Washington (Jul. 30)
Whatever happened to the crisis over the placement by Syria of SAM-6 anti-aircraft missiles in Lebanon? It seems to have been forgotten in the last 10 days in the commotion over the violence across the Israeli-Lebanese border and the euphoria over the “cessation of hostilities” established last week.
Secretary of State Alexander Haig, in discussing the cease-fire shortly after it went into effect last Friday, said that special envoy Philip Habib would still be trying to arrange a “status quo ante” in Lebanon, which up to now has been taken to include the removal of the missiles. However, State Department spokesman Dean Fischer later refused to confirm that the removal of the missiles had been a goal of the U.S. in its efforts to ease tension in Lebanon.
Haig also indicated that the Habib mission would include all the problems in Lebanon including that of south Lebanon. Habib, after reporting to President Reagan at the White House yesterday, seemed to side-step the missile crisis. When asked directly about it, he replied that the cease-fire “satisfies the immediate requirement.” But he added the cease-fire can be used to build upon further steps although he stressed the immediate requirement is to maintain the end of shooting across the Israeli-Lebanese border.
SEE ISRAEL’S HANDS TIED
It is apparent that the Administration believes that with Israel’s commitment to the cease-fire, there is no chance that it will carry out its threat to remove the missiles militarily. Premier Menachem Begin has been maintaining all along that Israel will act if Habib’s diplomatic efforts do not succeed within an unspecified time period.
Habib was called out of retirement May 5 to go to the Middle East to calm the tension caused by Syria’s introduction of the missiles and Israel’s threat to remove them. After three weeks, in which he conducted the first diplomatic “shuttle” since the days of Secretary of State Henry Kissinger, Habib returned to Washington to be praised by Reagan for a “miraculous” diplomatic effort in preventing a war from breaking out.
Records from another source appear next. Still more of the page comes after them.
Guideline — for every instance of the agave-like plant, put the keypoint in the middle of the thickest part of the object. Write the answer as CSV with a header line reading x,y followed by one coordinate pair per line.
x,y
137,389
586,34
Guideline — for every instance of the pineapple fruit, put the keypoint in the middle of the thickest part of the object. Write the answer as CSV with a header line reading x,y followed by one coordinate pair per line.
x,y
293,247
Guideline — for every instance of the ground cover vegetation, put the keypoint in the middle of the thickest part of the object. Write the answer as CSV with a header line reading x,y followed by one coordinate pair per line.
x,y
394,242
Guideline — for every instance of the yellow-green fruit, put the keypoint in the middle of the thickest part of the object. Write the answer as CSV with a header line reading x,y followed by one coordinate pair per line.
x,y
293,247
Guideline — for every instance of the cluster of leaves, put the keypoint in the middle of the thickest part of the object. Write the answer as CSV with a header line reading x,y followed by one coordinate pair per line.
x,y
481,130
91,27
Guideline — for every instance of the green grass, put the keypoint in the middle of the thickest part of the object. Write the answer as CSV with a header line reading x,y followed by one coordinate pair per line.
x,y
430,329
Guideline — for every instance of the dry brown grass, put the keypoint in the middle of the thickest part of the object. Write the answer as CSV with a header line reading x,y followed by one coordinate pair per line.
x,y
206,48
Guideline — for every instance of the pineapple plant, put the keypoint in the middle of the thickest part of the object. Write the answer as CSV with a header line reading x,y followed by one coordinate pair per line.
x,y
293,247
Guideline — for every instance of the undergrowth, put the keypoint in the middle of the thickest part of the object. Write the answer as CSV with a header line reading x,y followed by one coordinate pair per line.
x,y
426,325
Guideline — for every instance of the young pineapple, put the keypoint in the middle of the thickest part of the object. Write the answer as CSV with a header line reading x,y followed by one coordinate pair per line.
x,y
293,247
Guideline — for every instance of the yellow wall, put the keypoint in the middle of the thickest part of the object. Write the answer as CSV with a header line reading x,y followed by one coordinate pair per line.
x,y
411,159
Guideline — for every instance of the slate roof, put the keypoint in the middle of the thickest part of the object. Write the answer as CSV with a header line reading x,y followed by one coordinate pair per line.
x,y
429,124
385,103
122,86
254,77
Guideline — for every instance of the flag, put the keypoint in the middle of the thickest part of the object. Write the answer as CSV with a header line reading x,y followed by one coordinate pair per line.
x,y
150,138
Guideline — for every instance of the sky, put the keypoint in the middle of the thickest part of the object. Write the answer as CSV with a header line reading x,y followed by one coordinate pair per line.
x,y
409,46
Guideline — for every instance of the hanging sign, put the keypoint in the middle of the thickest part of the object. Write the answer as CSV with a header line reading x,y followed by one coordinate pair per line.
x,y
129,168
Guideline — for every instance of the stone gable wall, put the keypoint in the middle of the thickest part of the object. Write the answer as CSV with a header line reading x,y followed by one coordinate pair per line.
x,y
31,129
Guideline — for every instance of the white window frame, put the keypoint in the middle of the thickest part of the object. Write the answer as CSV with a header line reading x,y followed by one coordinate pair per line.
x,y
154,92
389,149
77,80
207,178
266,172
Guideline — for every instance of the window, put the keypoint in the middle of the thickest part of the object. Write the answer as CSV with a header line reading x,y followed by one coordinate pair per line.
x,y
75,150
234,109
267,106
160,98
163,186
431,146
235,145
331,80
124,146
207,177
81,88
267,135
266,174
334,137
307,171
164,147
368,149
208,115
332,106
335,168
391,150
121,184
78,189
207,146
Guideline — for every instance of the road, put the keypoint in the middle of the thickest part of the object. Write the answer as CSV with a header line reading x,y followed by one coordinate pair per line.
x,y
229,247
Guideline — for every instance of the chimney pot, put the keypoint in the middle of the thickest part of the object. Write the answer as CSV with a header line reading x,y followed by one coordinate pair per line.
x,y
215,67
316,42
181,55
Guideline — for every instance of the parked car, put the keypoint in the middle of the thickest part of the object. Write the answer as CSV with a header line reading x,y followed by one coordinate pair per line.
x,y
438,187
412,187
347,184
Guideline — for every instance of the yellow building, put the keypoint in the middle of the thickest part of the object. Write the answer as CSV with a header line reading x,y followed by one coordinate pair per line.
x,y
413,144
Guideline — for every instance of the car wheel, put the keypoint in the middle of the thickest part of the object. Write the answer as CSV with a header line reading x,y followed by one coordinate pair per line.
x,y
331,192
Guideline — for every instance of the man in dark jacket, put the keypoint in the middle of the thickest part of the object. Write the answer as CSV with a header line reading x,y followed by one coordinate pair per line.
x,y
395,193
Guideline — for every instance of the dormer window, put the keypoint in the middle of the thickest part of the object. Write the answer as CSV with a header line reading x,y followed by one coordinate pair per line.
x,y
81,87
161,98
Habib returned to the Middle East for his third trip around July 10, just as the shooting between Israel and the Palestine Liberation Organization began heating up. He was in Saudi Arabia July 17 when, after the Israeli raid on the terrorist headquarters in Beirut, Reagan instructed him to go to Jerusalem to work for a cease-fire. Since then little has been heard about the missile crisis.
Habib maintained Monday that he is at the President’s “disposal” and expects to return to the Mideast. But the 61-year-old veteran diplomat retired Feb. 29, 1980 as Undersecretary of State for Political Affairs, after suffering several heart-attacks. He denied Monday that he was concerned about his health, saying that he had been able to do whatever was necessary in his temporary post.
But at the same time, Habib pointed out that the cease-fire could be the first step in efforts to build a “broad and lasting peace in the Middle East.” He indicated, however, that he would not be participating in this. The Reagan Administration has said several times that it has not decided whether to have a special negotiator for the Middle East such as President Carter did with Robert Strauss and Sol Linowitz.
The Administration recently has been noting that in addition to seeking a calming of tension in Lebanon, it wants to deal with the broader goals of a Mideast peace based on the Camp David process and the resumption of the autonomy talks between the U.S., Egypt and Israel.
With the latest crisis over Lebanon apparently eased, the Administration now appears to be concentrating on the broader goal as it plans for the arrival of Egyptian President Anwar Sadat in Washington next week and Begin after Labor Day.
Sadat is scheduled to arrive in Washington August 4 and meet with Reagan, other Administration officials and members of Congress August 5-6. On August 7 he will go to New York for meetings with former Secretary of State Cyrus Vance and American Jewish leaders. He will also receive a medal from Mayor Edward Koch. Sadat will go to Plains, Ga. August 9 for a private meeting with former President Carter before returning to Egypt.
Sadat, who, like Begin, wanted to meet with Reagan since the new president took office in January, this week attacked Israel’s raid on civilian targets in Lebanon as “horrible” incidents that obstruct peace; but he also blamed the recent round of violence on Syrian troops in Lebanon as well as the Palestinian terrorists.